Sip: I know a lot of it comes down to preference and how palates deal with smoke in certain wines. Are there standards or official thresholds now that can be used to determine if a wine is officially overly impacted by smoke?

TD: At the current time, the insurance industry is focusing on two compounds, guaiacol and 4-methyl-guaiacol for insurance claims. Right now, there seems to be a fairly robust correlation between free guaiacol and the potential for smokiness to show in wine. We still have a way to go in standardizing though. That being said, there is a lot of academic posturing about who gets the credit and who sets the levels. Given the pace of academia, we will probably know in a few decades. I do really like what ETS is doing. As for the compounds, heck, it’s tough to say. It’s like different microbes in wine. A little Pediococcus may make a Pinot Noir taste all mousy and weird, but a wine from the Rocks District just isn’t right without a little pedio. And is Bordeaux really Bordeaux without some Brettanomyces? But in a Walla Walla Merlot, it would be considered faulty. To paraphrase Paracelsus, ‘Tis’ not the compound, but the dosage which makes a poison.’ Same with smoke, a little dash of the right compounds can be enhancing and interesting, too much and it tastes like an ashtray. That being said, I’d be willing to bet that I could do a Google search for folks that like licking ashtrays. Can confirm, this exists, damn it,’ can’t unsee! Maybe we’ve just found our new target market … .

Sip: What do you think the future holds for smoke and the wine industry in the Northwest?

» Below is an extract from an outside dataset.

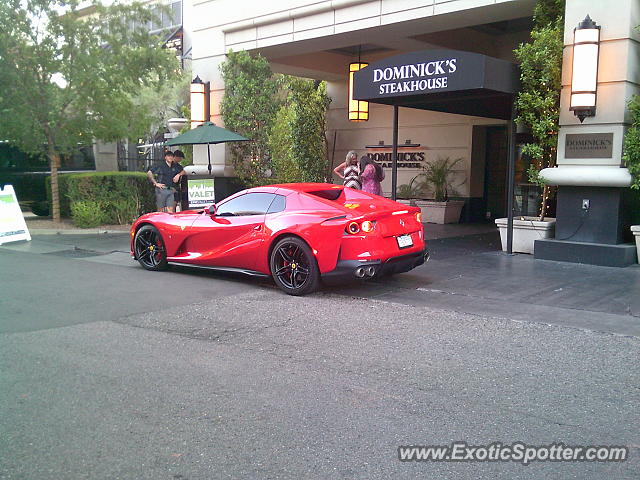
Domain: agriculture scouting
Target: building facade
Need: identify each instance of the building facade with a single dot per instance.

TD: It will be around and an issue. It will be a vintage-vintage variable. It isn’t a PNW phenomenon at all, we actually have far lower risk based on the substrates for the fires (pine and grass). Australia and California have eucalyptus trees to deal with, and they can deliver a significantly greater impact. 

Of course, humans are automatically afraid of fire and paranoid about climate change – which, if anything will benefit the PNW tremendously, CO2 is also a lovely fertilizer, but I digress. So smoke will always be a hot topic (pun totally intended) because it’s scary!

Last fun, duck billed platitude — all of the CO2 being released by burning oil and natural gas was in the atmosphere at one point. It was sequestered by the flora and fauna millions of years ago using solar energy. I’m not advocating continuing to burn these things, but it’s just something to note (says the guy who built his R-100 LEED bronze house with 20KWH of solar on his roof and a 1000hp Tesla). Apparently, I’ve become the grumpy old man. The much larger concern for the wine industry is generational change, wealth concentration, a dying middle class and younger folks eschewing alcohol. But, that’s not as fun to talk about, so FIRE!